A time to heal

After more than 18 months, a recovery plan for Hadassah Medical Organization’s financial woes has finally been signed.

Doctors protest outside the emergency room in Ein Kerem during a February strike (photo credit: MARC ISRAEL SELLEM/THE JERUSALEM POST)
Doctors protest outside the emergency room in Ein Kerem during a February strike
(photo credit: MARC ISRAEL SELLEM/THE JERUSALEM POST)
Last week ended with what seems at first glance to be a solid and encouraging solution to the Hadassah financial crisis, as the parties signed an agreement to stabilize the medical organization.
The iconic establishment, which has given Israel a reputation as a center of modern medical care and research, was on the verge of being lost under heavy deficits and lots of bad blood among the owners – the Hadassah Women’s Zionist Organization of America (HWZOA), the management of the Hadassah University Medical Centers, and the various staff associations. Strikes, overnight sit-ins, demonstrations, and media campaigns from the various sides – including quite a lot of mudslinging – along with serious threats that this really could be the end of the Hadassah Medical Organization (HMO), seem to have reached a satisfactory ending that includes significant financial support from the state.
In a short conversation the day after the agreement’s signing, HWZOA president Marcie Natan describes the deal as “a milestone in our history and a step toward a longterm renewal of the Hadassah Medical Organization’s financial and operational future.”
Mentioning the new Sarah Wetsman Davidson Tower, which the HWZOA helped establish at the Hadassah University Medical Center in Ein Kerem, Natan explains that the tower was a step toward improving the hospital’s approach to patients.
“We wanted it to be focused on the needs of the patients, their comfort,” she says. “That is why we have spacious rooms here for two people only, and also for one patient. I thought that they should all be for one patient, but I was told that Israelis would rather have a roommate in the hospital. But otherwise everything is aimed to maximize the well-being and the comfort of the patients and their relatives. It’s a totally different thing than what we had till now.”
Asked what other changes she is expecting, Natan smiles and adds that she wants to ensure that the treatment at Hadassah moves from a focus on the illness to a focus on the patient.

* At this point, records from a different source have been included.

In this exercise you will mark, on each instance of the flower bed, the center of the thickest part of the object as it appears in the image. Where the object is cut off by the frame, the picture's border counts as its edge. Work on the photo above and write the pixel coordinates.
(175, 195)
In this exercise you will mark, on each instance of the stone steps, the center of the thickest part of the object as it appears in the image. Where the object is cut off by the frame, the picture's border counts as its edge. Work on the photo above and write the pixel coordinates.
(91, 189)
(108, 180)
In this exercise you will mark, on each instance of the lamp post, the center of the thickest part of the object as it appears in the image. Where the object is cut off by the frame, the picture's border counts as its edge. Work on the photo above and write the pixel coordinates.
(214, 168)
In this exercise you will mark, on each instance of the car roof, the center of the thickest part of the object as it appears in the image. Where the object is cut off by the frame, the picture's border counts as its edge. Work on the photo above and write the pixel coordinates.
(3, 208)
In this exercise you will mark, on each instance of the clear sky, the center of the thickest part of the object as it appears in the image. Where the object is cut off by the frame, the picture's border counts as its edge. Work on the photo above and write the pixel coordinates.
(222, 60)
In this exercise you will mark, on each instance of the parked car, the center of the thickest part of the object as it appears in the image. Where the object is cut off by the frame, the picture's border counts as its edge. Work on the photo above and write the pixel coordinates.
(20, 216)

“We have total confidence in our doctors – they are the best – but I would really like to see more empathy for the human being behind the illness, behind the statistics and so on. I want to be sure that the person who is sick is at the center of the encounter with Hadassah, something that hasn’t always been [the case],” she says.
Last week, Prof. Tamar Yablonski-Peretz, a renowned oncologist and head of Hadassah’s Sharett Institute, was appointed the medical organization’s new director-general, replacing Prof.
Avigdor Kaplan, who resigned almost a month ago. Yablonski- Peretz is only the interim director for the moment; within six months, a new director will have to be approved and appointed.
Asked if she would like to see Yablonski-Peretz become directorgeneral permanently, Natan says it is a possibility she would welcome.
She emphasizes that Yablonski-Peretz – the first woman to hold such a high position in the organization – “hasn’t been chosen because she is a woman, but of course, for us, a Zionist women’s organization, it is a source of satisfaction. Tami Peretz has been chosen because she is an outstanding physician and has proven outstanding skills of management at the Sharett Institute.”
Asked about the implications of the government’s financial participation in the recovery plan, Natan says this should be viewed as a sign of something much larger than state support.
“This is a new era for the HWZOA and for the HMO, of course, but it is also a turning point in the relationship between the Jewish American communities and the State of Israel,” she says.
“From today, we are not only supporting [from abroad], we are full partners [with the Israeli government]. We will, of course, continue to fund-raise and to support, but we want to be more than that – we want to be equal partners and to be involved in decisions as well.”